One of the genre’s most aggressive, yet erudite and challenging bands, there’s always been a mystical quality to the Frenchmen’s sound. Perhaps that’s due to their 2005 breakthrough From Mars to Sirius, an album that considered flying whales and dragons – and which sounded just as heavy. Or perhaps it’s their hypnotic, labyrinth-like rhythms, almost abstruse in nature, which have led to the band, alongside fellow luminaries Opeth and Mastodon, as being increasingly difficult to classify.

With 2012’s L’Enfant Sauvage, Gojira created a nightmarish world by balancing unspeakable brutality and relentless technical complexity with sleight of hand elegance. In Magma they’ve crafted a volatile landscape; severe and unforgiving yet capable of expansive beauty.

Opener "Shooting Star" is a slow, purposeful and destructive force which crawls lethally and majestically like a flow of lava, bringing with it an impending sense of doom. The inevitable explosion comes moments later from "Silvera" and "The Cell", a double salvo of tightly woven beats from Mario Duplantier, surely one of metal’s most wildly inventive drummers.

Then of course there’s riffs.
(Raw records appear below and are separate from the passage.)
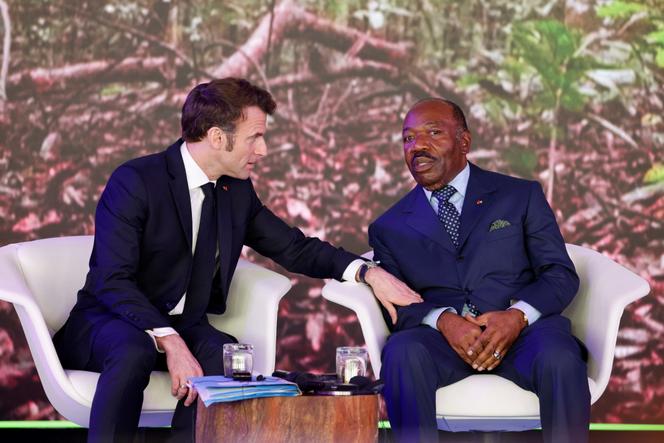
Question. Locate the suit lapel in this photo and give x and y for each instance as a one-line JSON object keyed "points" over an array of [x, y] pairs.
{"points": [[476, 203], [179, 188], [224, 227], [422, 218]]}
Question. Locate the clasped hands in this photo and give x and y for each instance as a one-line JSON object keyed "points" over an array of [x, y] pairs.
{"points": [[482, 349]]}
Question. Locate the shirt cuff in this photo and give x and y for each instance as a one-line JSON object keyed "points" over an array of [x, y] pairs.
{"points": [[160, 332], [351, 270], [431, 319], [532, 313]]}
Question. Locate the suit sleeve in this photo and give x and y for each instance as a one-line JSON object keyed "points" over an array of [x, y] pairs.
{"points": [[270, 236], [556, 281], [410, 316], [119, 222]]}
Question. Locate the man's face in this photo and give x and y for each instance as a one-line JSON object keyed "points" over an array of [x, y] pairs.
{"points": [[433, 151], [247, 143]]}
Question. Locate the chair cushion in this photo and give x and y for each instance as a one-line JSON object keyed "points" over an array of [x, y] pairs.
{"points": [[488, 395], [55, 270], [157, 396]]}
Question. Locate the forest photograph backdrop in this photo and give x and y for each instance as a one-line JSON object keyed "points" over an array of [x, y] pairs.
{"points": [[565, 92]]}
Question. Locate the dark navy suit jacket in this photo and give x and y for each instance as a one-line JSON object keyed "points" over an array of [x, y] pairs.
{"points": [[141, 261], [525, 260]]}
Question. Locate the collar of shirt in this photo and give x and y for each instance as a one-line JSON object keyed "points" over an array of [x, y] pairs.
{"points": [[460, 183], [195, 175]]}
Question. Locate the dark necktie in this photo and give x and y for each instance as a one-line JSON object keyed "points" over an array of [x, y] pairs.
{"points": [[447, 213], [449, 216], [202, 270]]}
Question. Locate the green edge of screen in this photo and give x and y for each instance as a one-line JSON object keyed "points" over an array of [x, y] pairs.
{"points": [[62, 424]]}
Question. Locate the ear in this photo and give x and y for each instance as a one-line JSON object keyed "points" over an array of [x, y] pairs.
{"points": [[466, 138], [217, 138]]}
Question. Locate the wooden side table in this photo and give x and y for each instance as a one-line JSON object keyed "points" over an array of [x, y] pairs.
{"points": [[309, 418]]}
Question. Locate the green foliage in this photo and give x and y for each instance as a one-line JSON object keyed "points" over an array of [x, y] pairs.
{"points": [[552, 49], [651, 15], [655, 174], [523, 161], [619, 9]]}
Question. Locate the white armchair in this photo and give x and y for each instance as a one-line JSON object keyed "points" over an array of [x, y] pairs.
{"points": [[606, 288], [41, 278]]}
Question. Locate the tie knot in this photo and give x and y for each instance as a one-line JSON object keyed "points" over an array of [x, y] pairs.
{"points": [[208, 189], [443, 195]]}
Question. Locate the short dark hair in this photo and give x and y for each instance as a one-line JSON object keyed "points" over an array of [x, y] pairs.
{"points": [[221, 103], [462, 125]]}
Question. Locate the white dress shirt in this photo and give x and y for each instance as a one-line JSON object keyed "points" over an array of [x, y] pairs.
{"points": [[195, 179], [460, 183]]}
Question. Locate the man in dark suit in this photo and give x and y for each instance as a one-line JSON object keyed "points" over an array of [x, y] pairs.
{"points": [[170, 228], [485, 252]]}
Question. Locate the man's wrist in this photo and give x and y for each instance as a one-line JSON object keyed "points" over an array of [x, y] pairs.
{"points": [[523, 318], [365, 269], [167, 342], [440, 323]]}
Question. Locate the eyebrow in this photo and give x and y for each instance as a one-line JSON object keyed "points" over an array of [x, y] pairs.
{"points": [[429, 123]]}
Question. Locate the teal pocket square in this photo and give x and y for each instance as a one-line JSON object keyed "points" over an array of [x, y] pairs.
{"points": [[499, 224]]}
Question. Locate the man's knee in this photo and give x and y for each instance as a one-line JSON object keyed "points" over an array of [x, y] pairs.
{"points": [[137, 355], [406, 349], [564, 361]]}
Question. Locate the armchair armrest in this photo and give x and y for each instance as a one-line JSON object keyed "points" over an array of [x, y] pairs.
{"points": [[606, 289], [251, 313], [14, 289], [359, 298]]}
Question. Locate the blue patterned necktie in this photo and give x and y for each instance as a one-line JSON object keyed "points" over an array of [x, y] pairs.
{"points": [[449, 217], [202, 270], [447, 213]]}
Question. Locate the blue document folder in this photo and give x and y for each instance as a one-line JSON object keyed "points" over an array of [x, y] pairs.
{"points": [[218, 389]]}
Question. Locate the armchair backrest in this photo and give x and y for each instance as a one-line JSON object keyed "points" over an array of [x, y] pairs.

In tracks like "Backbone", "Explosia", "Flying Whales" and "Toxic Garbage Island", Gojira have written some of the most monstrous ones imaginable. Here they erupt like fiery volcanos scattered across a rocky terrain: the jagged, mercurial peaks of ‘Magma’ and ice and fire storms of "Stranded", whipped up by vicious vocals from frontman Joe Duplantier. "Pray" is like a hurricane changing direction - a verse haunted by howling winds, which builds to a hailstorm assault.
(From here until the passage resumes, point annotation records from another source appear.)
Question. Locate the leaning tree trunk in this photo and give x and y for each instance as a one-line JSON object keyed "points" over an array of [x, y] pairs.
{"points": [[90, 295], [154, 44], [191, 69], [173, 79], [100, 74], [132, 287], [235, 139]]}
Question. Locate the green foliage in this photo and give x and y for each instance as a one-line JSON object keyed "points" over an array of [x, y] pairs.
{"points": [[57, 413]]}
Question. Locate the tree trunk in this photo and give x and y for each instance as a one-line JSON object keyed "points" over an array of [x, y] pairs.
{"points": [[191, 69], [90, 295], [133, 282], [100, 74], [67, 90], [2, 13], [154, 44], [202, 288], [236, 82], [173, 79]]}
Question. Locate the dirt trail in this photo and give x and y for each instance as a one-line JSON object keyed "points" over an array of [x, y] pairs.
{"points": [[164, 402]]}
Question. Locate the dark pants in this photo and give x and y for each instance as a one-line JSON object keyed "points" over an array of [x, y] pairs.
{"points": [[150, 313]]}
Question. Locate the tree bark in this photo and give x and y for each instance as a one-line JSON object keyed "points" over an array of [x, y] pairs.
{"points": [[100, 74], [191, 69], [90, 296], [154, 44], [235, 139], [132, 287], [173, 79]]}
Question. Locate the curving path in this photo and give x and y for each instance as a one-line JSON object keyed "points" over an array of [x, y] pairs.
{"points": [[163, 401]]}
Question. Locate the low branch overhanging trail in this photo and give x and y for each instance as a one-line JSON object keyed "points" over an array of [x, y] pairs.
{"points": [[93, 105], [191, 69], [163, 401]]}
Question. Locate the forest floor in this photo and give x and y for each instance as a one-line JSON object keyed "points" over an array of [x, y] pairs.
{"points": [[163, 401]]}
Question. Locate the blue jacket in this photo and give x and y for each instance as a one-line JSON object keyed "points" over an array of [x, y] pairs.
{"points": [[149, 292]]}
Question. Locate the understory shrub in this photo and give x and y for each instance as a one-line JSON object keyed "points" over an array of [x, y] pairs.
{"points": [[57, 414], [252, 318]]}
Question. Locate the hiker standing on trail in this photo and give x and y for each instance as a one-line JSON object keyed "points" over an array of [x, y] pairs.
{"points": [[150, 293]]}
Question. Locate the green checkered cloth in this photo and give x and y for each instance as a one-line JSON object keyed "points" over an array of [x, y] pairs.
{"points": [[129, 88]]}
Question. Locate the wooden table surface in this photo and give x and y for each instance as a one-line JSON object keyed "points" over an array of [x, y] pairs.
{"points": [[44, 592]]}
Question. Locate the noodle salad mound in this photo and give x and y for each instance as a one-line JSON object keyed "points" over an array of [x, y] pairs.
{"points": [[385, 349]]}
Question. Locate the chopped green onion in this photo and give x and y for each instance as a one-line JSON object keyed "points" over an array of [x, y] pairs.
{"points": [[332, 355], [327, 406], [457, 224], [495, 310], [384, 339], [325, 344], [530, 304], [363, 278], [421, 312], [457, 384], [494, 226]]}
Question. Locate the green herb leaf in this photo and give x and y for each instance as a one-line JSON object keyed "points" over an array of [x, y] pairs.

During the recording of Magma, the Duplantier brothers lost their mother and as a result, death hangs heavily over their sixth album. But rather than fuelling its ferocity, anger and pain actually drive the more beautiful moments. “Walking through the silence, already made it through the night,” sings Joe Duplantier on ‘Low Lands’. “There will be a new day, but never a sunrise.” Gojira have turned their grief into triumph. It will ensure they don’t remain on the fringes of metal’s elite for much longer.